The Tribute” is slightly harsher, a little more acrid than most Gardam tales. It’s also a little more cynical, angrier, and puts its pointed, unequivocal cards on the table right from the off. Gardam is always happy to make the most of the least promising characters but here she sets up some not very pleasant old ladies, once surrounded by opulent wealth and servants to tidy up after them, for a fall and then shoves them over the edge. It’s highly satisfying, watching the descent, but the build up is far more interesting.
The women in question, incidentally, have fallen on comparatively hard times. Once wives of globetrotting government officials used to planning voguish parties in foreign embassies, they now harmlessly occupy humble residences in nondescript parts of London. We join them as they compare thoughts about a former nanny they shared and who seemingly spent many years with each of them. The nanny, “Dench,” has just passed away and they ponder, with varying degrees of enthusiasm, a small tribute in the Telegraph. They are, clearly, far from particularly moved about the death, and seem still to lack much in the way of self-perception. They have cultivated ideas about themselves that the passing years and dwindling fortunes have not diminished.
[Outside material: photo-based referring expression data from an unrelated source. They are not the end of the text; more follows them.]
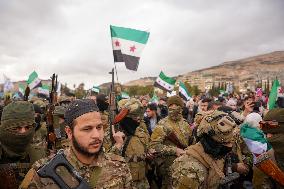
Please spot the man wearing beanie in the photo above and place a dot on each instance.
(136, 139)
(202, 165)
(169, 139)
(16, 132)
(85, 154)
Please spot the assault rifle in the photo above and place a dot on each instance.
(230, 177)
(174, 139)
(51, 137)
(49, 171)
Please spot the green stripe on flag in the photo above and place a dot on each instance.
(273, 95)
(129, 34)
(167, 79)
(32, 77)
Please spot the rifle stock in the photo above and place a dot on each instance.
(51, 137)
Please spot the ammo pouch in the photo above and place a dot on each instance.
(10, 174)
(138, 170)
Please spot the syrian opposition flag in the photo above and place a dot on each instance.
(154, 99)
(44, 89)
(280, 92)
(128, 45)
(164, 82)
(34, 81)
(183, 92)
(124, 95)
(8, 85)
(22, 89)
(95, 89)
(255, 140)
(273, 94)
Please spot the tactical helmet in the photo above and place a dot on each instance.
(129, 108)
(175, 100)
(218, 125)
(59, 110)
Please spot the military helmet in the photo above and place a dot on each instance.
(218, 125)
(129, 108)
(199, 116)
(175, 100)
(62, 99)
(40, 103)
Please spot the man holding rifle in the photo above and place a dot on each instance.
(85, 156)
(169, 139)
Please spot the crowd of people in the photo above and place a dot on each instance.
(205, 142)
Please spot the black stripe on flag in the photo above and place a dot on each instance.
(156, 84)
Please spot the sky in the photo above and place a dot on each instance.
(72, 38)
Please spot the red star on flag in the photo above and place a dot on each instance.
(117, 43)
(132, 49)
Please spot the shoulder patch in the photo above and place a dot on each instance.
(162, 121)
(39, 163)
(115, 157)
Mabel Ince picks up the other two ladies — Fanny Soane and “Lady” Nelly Benson — one Thursday morning for a meeting at Harrod’s with not-particularly-dearly-departed Dench’s niece, who has been in touch with Nelly regarding items to be left to all three ladies in Dench’s will. She drives to the houses of both Fanny and Nelly and, in doing so, unfussily and unquestionably illustrates their latter near-destitution. Fanny lives in a small house with a gone-to-seed, gin-soaked husband; Nelly in a dirty-windowed, dilapidated townhouse which has been divvied up into flats she now housekeeps (I think). The ladies are, though, completely delusional, or in denial, or both, and bicker and throw barbs at one another as though from long-vanished lofty perches.
Heaving the shopping bag ahead of her, Nelly climbed in alongside and said, “I remember that hat. Always reminded me of a dead blackbird,” and laughed at this all the way along Kensington High Street.
Fanny said, “I think perhaps we are out of the fourth form now, Nelly,” and Mabel did not speak.
“Where are you now?” Nelly asked when she had stopped laughing. “What’s become of you, Mabel? I heard you had to sell the castle.”
“Yes.”
“Suppose old Humphrey lost his money.”
“Oh Nelly, be quiet,” said Fanny in the back.
“Horses, I suppose. He always lost. I remember the Marsa Club in Malta. My word he flung it about. Where d’you live now?”
“Newbury.”
“Bit near the course, isn’t it?”
“He watches on television,” said Mabel, negotiating the Kensington traffic lights with knuckles of ice.
“You can do that anywhere — watch the television. Unless you’re like me — can’t afford one. Where d’you live, Fanny?”
“Wimbledon.”
“Oh dear, that’s a pity. A long way from London. Further than Newbury in a sense.” She began to laugh again.